Werkwoorden in de tegenwoordige tijd
Les 2: Werkwoorden in de tegenwoordige tijd (tt)
2a. Herhalingsopdracht werkwoorden tegenwoordige tijd
Lees onderstaande zinnen. Vooraan staat een dikgedrukt werkwoord.
Zet de juiste vorm van dit werkwoord in de tegenwoordige tijd op de lijn.
Let op!
1. Wie doet het?
2. ik, hij/zij, jij, wij/jullie
3. Bedenk nu hoe je het werkwoord moet spellen.
1. vangen [tt] _____________ jij de tennisbal?
2. scheren [tt] Ik _____________ het wol van de schaap.
3. kijken [tt] Jij _____________ veel televisie.
4. graven [tt] Je _____________ toch geen gat in de tuin!
5. snijden [tt] _____________ jij de kaas in plakjes.
6. vergeten [tt] Leon _____________ steeds dat hij op maandag moet gymmen.
7. vliegen [tt] Anja _____________ graag met de KLM.
8. schrikken [tt] Vanmiddag _____________ Daan vast van de verassing.
9. sluiten [tt] Ik _____________ het raam.
10. werpen [tt] Ik _____________ de prop in de prullenbak.
11. snijden [tt] Morgen _____________ Maurice zijn verjaardagstaart in stukjes.
12. vinden [tt] Jullie _____________ steeds iets anders leuk.
13. spelen [tt] Ik _____________ vanmiddag lekker buiten.
14. zwijgen [tt] Ik _____________ als de juf iets wilt vertellen.

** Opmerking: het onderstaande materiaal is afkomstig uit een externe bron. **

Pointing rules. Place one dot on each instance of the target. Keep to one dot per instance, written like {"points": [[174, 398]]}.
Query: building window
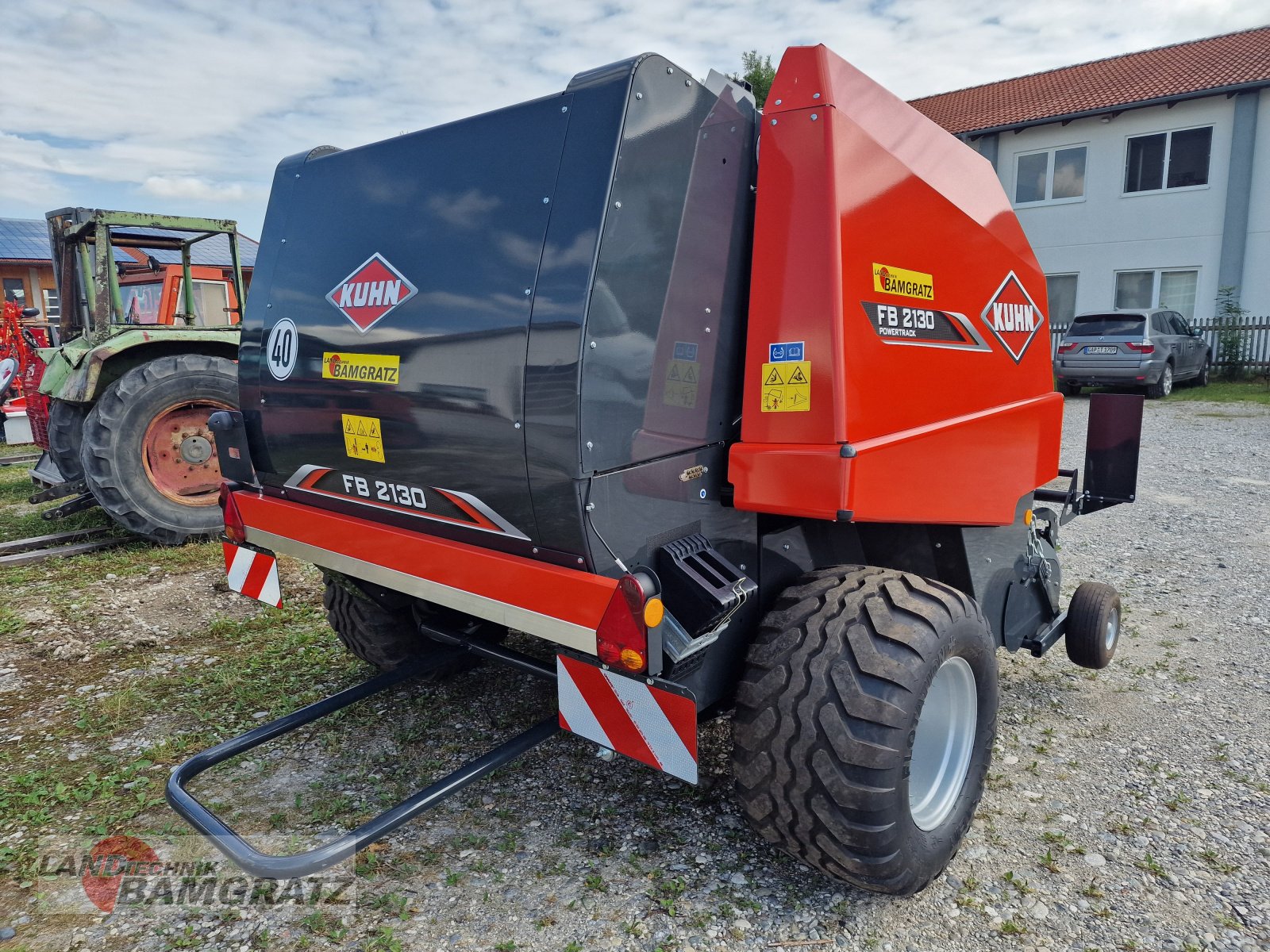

15. verblijven [tt] Mijn neefje _____________ vanavond bij mij thuis.
16. ruiken [tt] In de tuin _____________ ik aan de bloemen.

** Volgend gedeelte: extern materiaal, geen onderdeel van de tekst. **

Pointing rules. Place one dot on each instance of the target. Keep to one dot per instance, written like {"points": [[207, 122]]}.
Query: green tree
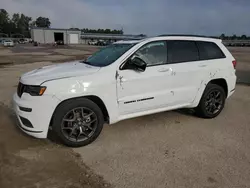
{"points": [[43, 22], [222, 36], [4, 21], [243, 37]]}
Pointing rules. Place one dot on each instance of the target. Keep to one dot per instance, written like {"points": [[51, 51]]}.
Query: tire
{"points": [[68, 111], [202, 109]]}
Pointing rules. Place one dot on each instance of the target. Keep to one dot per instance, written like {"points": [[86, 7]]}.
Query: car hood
{"points": [[57, 71]]}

17. snijden [tt] Morgen _____________ ik de taart in stukken.
18. kijken [tt] De mensen _____________ allemaal naar de hoge gebouwen in de stad.
19. kopen [tt] Jij _____________ elke week een kraslot.
20. glijden [tt] _____________ jij helemaal naar de overkant?
2b. Versterkingsopdracht werkwoorden in de tegenwoordige tijd
In onderstaande tekst zijn de werkwoorden nog niet allemaal goed vervoegd.
Vervoeg de werkwoorden in de tegenwoordige tijd en vervang het werkwoord tussen haakjes door de juiste vorm. Let goed op wie het doet, daarna bepaal je hoe je het werkwoord moet schrijven.
Ik (hebben) vandaag een foto gemaakt van een grote vogel. De vogel (vliegen) op de foto boven het water en (duiken) naar beneden om een vis te (vangen). Doordat de vogel (bewegen) is de foto een beetje wazig geworden. Dit (komen) doordat de vogel zo snel was. Mijn ouders (vinden) de foto erg mooi en (zeggen) dat ik hem moet opsturen naar de krant. Misschien (winnen) ik dan wel een prijs. Dat (vinden) ik erg leuk, maar ook wel een beetje spannend. (hebben) jij weleens een prijs gewonnen? Wat (vinden) jij het leukst om te doen in je vrije tijd? Ik (fotograferen) dus erg graag, maar ik (gaan) ook vaak naar pretparken. Meestal (gaan) ik met vrienden naar het pretpark toe. Dan (rennen) we van de ene achtbaan naar de andere. Hoe harder de achtbaan (gaan) hoe leuker ik het (vinden). Aan het einde van de dag (eten) we vaak bij de McDonalds. Dan (kiezen) ik altijd voor een lekkere hamburger met patat en een hele grote milkshake. (Wonen) jij in de buurt van een pretpark? Mijn vrienden (moeten) altijd ver reizen, maar ik (wonen) heel dichtbij de Efteling. Morgen (rijden) mijn ouders en ik er weer naartoe voor een leuke dag en misschien (maken) ik dan ook wel gave foto's in de Efteling.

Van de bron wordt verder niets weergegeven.